Blood cups (as some grosser people call them—please don’t call them that. I’m sorry I mentioned it.) are awesome enough to addict their users. I’m so not joking. (Well, okay, I’m kind of joking. Kind of.)

When I first heard of the cups, I was on an internet forum and the women singing their praises were those I considered ‘overly crunchy.’ Hippies. Uber environmentalists. Everything I wasn’t. Did I actually know the women? No. But I knew their type. They weren’t like me. They were extreme. I wasn’t interested in their menstrual propaganda.

Yet, as the years passed, threads continued to pop up again, always declaring things like: 

“I got my cup in the mail last week and just had a chance to try it out today. I LOVE IT!”

“I couldn’t figure-out how to use it at first, but now that I’ve got the insertion down it’s the easiest thing imaginable. I’ll never go back to tampons!”

“I’ve been using my cup for 5 years, and I realized I’ve saved about $1,000 so far.”

“I can’t believe I wasted so much time and money on pads/tampons in the past. I’ll never use anything but a cup from now on.”

After, oh, 80 million or so of those comments, I finally thought I should look into the product a little more closely. This wasn’t a huge research episode or anything, just a quick look around on-line. I read-up on several different brands. My interest was piqued.
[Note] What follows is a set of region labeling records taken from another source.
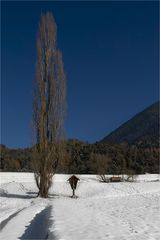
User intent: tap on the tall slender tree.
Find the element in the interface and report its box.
[33,13,66,198]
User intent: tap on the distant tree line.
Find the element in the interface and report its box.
[0,140,160,174]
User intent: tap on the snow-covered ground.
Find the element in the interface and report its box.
[0,172,160,240]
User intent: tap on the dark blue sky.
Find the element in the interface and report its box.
[1,1,159,147]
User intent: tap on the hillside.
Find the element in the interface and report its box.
[102,102,159,147]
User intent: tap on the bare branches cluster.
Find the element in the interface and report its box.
[33,13,66,197]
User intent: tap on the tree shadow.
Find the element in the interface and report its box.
[0,193,37,199]
[19,206,56,240]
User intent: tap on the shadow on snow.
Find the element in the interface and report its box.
[19,206,55,240]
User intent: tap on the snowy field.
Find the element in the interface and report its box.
[0,172,160,240]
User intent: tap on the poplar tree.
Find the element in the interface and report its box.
[33,13,66,198]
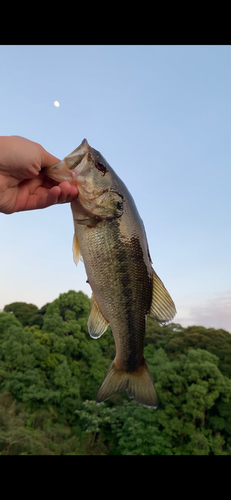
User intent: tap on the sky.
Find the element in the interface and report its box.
[0,45,231,332]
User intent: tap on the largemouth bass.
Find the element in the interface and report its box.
[44,139,176,408]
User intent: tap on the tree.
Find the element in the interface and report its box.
[4,302,38,326]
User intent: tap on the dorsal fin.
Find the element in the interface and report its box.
[149,269,176,323]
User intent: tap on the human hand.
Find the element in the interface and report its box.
[0,136,78,214]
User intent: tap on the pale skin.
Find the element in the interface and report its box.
[0,136,78,214]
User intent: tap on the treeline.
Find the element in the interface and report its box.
[0,291,231,455]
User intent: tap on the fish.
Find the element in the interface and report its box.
[44,139,176,409]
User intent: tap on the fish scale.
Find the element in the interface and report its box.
[45,139,176,408]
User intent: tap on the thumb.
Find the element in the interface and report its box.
[40,146,60,168]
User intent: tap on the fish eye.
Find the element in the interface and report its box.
[95,161,108,175]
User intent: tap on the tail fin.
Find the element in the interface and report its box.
[96,359,158,409]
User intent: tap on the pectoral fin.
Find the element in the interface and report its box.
[72,234,83,266]
[149,270,176,323]
[87,294,109,339]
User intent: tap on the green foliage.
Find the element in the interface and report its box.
[4,302,38,326]
[0,290,231,455]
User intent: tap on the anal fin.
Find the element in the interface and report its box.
[149,270,176,323]
[87,294,109,339]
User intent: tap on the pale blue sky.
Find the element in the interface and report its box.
[0,45,231,332]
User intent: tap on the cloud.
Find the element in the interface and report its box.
[176,290,231,333]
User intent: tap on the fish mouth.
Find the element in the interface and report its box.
[42,139,90,184]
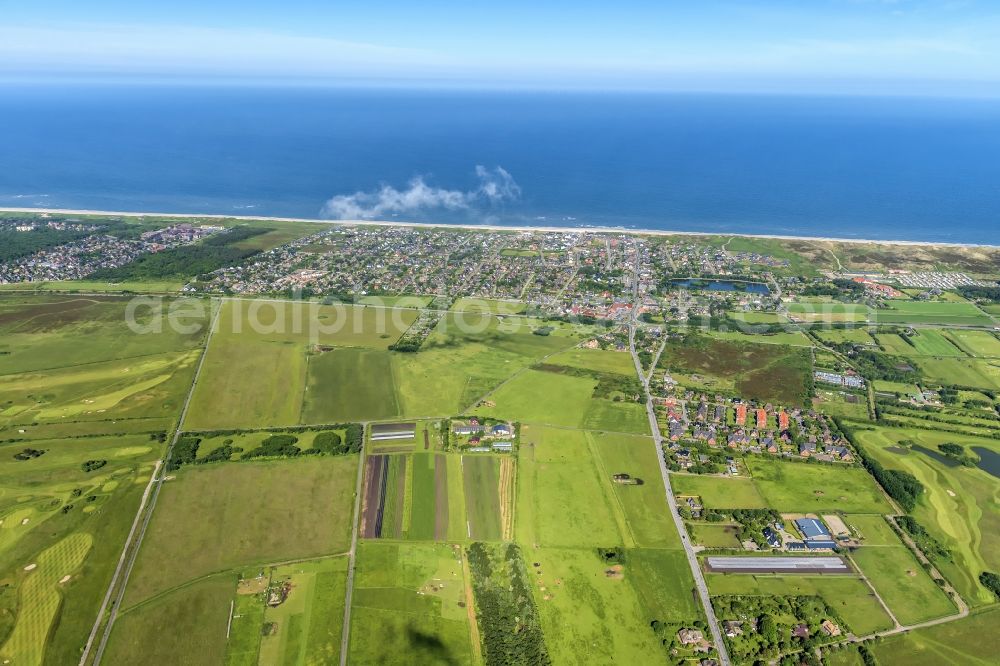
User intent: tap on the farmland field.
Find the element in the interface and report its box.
[349,541,473,664]
[687,523,741,548]
[787,299,869,323]
[104,577,233,664]
[524,548,697,663]
[707,574,892,636]
[746,457,891,513]
[872,379,920,395]
[125,455,358,605]
[587,433,680,548]
[948,328,1000,358]
[851,539,955,624]
[816,328,875,345]
[871,607,1000,666]
[301,347,400,423]
[186,300,417,430]
[462,455,502,541]
[547,347,635,377]
[515,427,624,544]
[706,329,813,347]
[451,298,526,315]
[876,328,964,357]
[856,428,1000,605]
[670,474,768,509]
[916,358,1000,390]
[256,557,348,666]
[659,334,812,404]
[475,370,597,428]
[871,300,993,326]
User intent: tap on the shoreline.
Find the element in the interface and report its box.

But still, I was fine with my Tampax.

Until a couple of things happened (imagine I’ve inserted emotional music or graphics showing stars/planets aligning):

It was a cold and rainy afternoon. I was out of tampons. I was broke. I emptied out my change jars. $5 in dimes and nickels—hurrah! I ran to Walgreen’s to pick-up a box. In the interest of saving the planet, I said I didn’t need a bag. Headed back out into the rain to my car. Realized I’d locked my keys in the car. Realized I hadn’t brought my cell-phone along. Realized I’d have to carry the exposed box of tampons back inside to ask the male clerk to call the locksmith. And I’d have to stand there, in the rain, holding the box while the locksmith unlocked my car. And then I’d have to figure out how to pay for the said unlocking. Then I realized I hadn’t locked my keys in the car after all—there they were in my purse. Phew! Embarrassing and financially catastrophic event avoided.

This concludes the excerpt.